Central Park rests on the remains of a displaced village built by free Black Americans in the 1820s.
A group of researchers has developed a visual representation of Seneca Village, a historic community established in 1825 by free Black New Yorkers on the site of what is now Central Park. The researchers, Gergely Baics, Meredith Linn, Leah Meisterlin, and Myles Zhang, outline their project in Urban Omnibus.
The community, a flourishing home to over 50 families, was forcefully displaced in 1857 through eminent domain to make way for the new park. “What is now known as Seneca Village (though we do not know if residents themselves used this name) was demolished. Buildings were razed, and the landscape was reshaped. Lives were uprooted as residents sought new footings across the city, the state, and farther afield. The village’s tangible remains were buried, and the community was largely forgotten for more than 150 years.”

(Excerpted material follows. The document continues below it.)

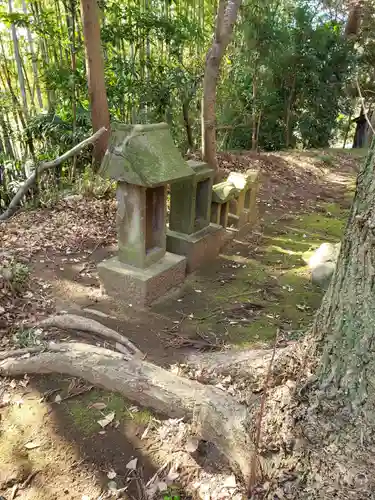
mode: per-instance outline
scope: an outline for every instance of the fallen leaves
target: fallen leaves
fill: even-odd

Because no known images of the community survived, many modern reimaginings included misconceptions about the village. Now, Envisioning Seneca Village brings together a vast repository of knowledge about the village to create “an interactive, 3D model that layers, depicts, and narrates much of what we currently know about Seneca Village’s built and social environment.”
The model layers details from “diverse and fragmented sources, along with informed speculation” to make the model come to life with the stories of the people who once lived in Seneca Village.